As of January 1, 2022, the Hague Service Convention is in effect for the Republic of Georgia, so service of process there is subject to the strictures of the Hague Service Convention.  This holds true regardless of which U.S. or Canadian venue is hearing the matter.  You’ve got three ways to get it done:

  1. Tap us on the shoulder for bespoke attention—and probably some amusing commentary to boot (see the upper right if you’re on a desktop, or way down below if you’re on a phone/tablet),
  2. Cruise over to the Hague Envoy platform at USM94.com to automate the completion of your forms in perhaps twenty minutes or so, or
  3. If you’re feeling froggy & would like to handle the whole thing yourself, keep reading.  This lays out the framework you’ll need.

Some background is in order, if you’re so inclined, before we cut to the chase.

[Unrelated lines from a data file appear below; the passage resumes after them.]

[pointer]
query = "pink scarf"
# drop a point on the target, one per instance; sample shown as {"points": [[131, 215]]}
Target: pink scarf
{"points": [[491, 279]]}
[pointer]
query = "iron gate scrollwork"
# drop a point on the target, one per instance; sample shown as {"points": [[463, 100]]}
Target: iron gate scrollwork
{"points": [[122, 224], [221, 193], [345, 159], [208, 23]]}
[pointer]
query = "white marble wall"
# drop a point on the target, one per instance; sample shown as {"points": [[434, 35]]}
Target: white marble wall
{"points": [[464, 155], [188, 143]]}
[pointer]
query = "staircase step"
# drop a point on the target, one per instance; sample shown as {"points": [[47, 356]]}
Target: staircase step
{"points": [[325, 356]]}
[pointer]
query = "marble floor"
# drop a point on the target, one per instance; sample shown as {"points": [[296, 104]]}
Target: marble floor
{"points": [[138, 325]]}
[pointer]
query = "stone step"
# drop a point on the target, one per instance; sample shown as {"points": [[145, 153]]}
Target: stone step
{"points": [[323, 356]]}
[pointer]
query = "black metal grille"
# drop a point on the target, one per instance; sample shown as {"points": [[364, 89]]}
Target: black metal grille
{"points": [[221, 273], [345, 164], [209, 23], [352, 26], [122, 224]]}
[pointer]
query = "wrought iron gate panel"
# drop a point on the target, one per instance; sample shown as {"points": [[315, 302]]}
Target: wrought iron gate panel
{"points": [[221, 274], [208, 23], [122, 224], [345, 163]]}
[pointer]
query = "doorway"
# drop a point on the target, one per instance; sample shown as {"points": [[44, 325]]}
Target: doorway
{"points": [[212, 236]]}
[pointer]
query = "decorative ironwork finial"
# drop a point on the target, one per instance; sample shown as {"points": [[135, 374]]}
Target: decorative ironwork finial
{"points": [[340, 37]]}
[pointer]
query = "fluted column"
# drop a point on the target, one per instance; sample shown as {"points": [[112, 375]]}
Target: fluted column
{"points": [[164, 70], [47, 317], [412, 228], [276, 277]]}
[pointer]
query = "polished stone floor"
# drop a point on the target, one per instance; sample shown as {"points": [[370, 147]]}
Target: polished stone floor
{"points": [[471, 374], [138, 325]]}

Here’s how it’s done in Georgia:

Article 5 Service

  • Translate the documents into Georgian. It’s required– the defendant’s competence in English is irrelevant.
  • Fill out a USM-94. Be very careful about ensuring that it is complete and concise, and make sure that it is signed by a court official or an attorney.  If it is not, make sure that the person signing is commissioned by the court.
  • Send to the appropriate Central Authority, in this case Ministry of Justice in Tblisi.
  • Sit tight. It may take a while—likely several months from submission to return of proof.

Article 10 alternative methods

  • Mail is seemingly available (ie: the Georgians haven’t declared one way or the other) under Article 10(a), but it’s a bad idea.
  • Georgia objects to Article 10(b)/10(c), so private agent service is off the table.  You can’t simply hire a guy to walk up to the defendant and drop the docs at his feet.
  • Accordingly, Article 5 is the only certain way to do it.

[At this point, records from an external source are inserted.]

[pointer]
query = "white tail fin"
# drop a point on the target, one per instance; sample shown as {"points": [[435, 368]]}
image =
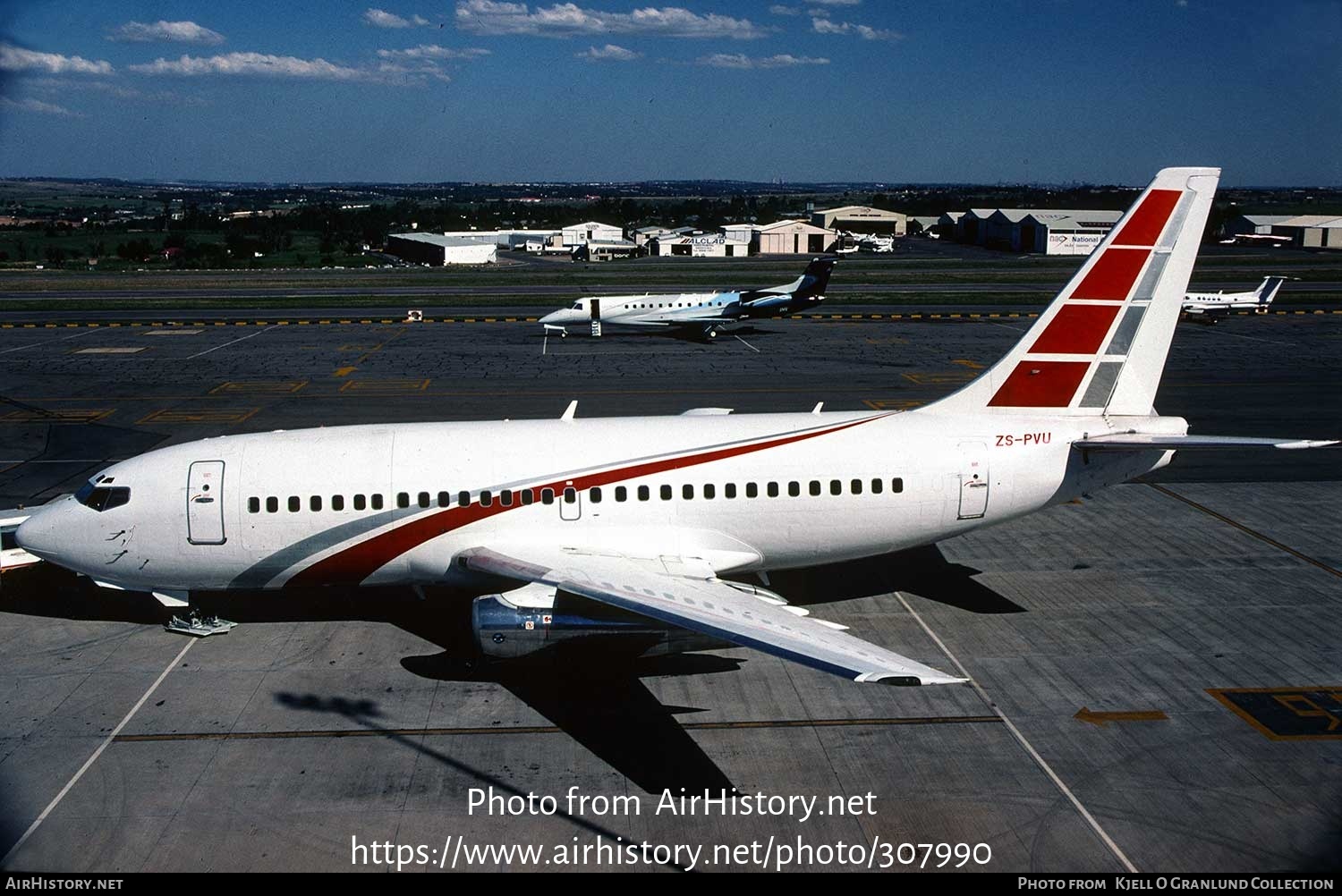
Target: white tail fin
{"points": [[1100, 345]]}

Seriously—that’s all there is to it.  The method is straightforward and simple.  Georgia’s declarations and Central Authority information—as well as those of all the other countries in the treaty—can be found here.

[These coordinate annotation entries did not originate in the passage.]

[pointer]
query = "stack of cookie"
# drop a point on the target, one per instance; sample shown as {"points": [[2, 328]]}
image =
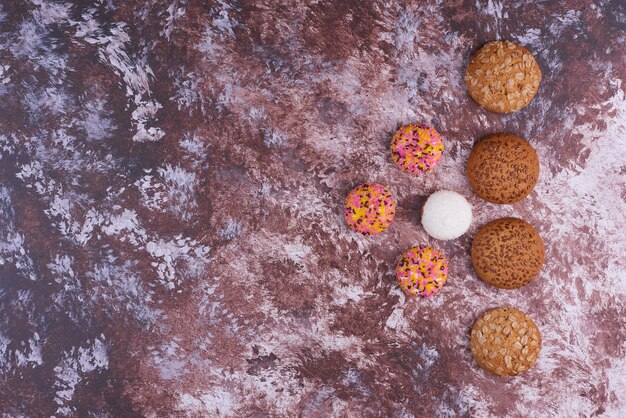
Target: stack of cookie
{"points": [[502, 168]]}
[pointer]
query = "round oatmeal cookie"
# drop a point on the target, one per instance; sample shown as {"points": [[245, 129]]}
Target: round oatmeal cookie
{"points": [[503, 168], [503, 77], [505, 341], [507, 253]]}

Bonus practice tip… if you’re defense counsel, always question the validity of service effected on your overseas client.  The plaintiff may not have done it correctly.  [That actually happened once, with a defendant in Norway, and her lawyers were smart enough to fight the issue.  The Washington Court of Appeals erroneously thought going outside the Central Authority was okay, but their Supreme Court saw the matter differently.]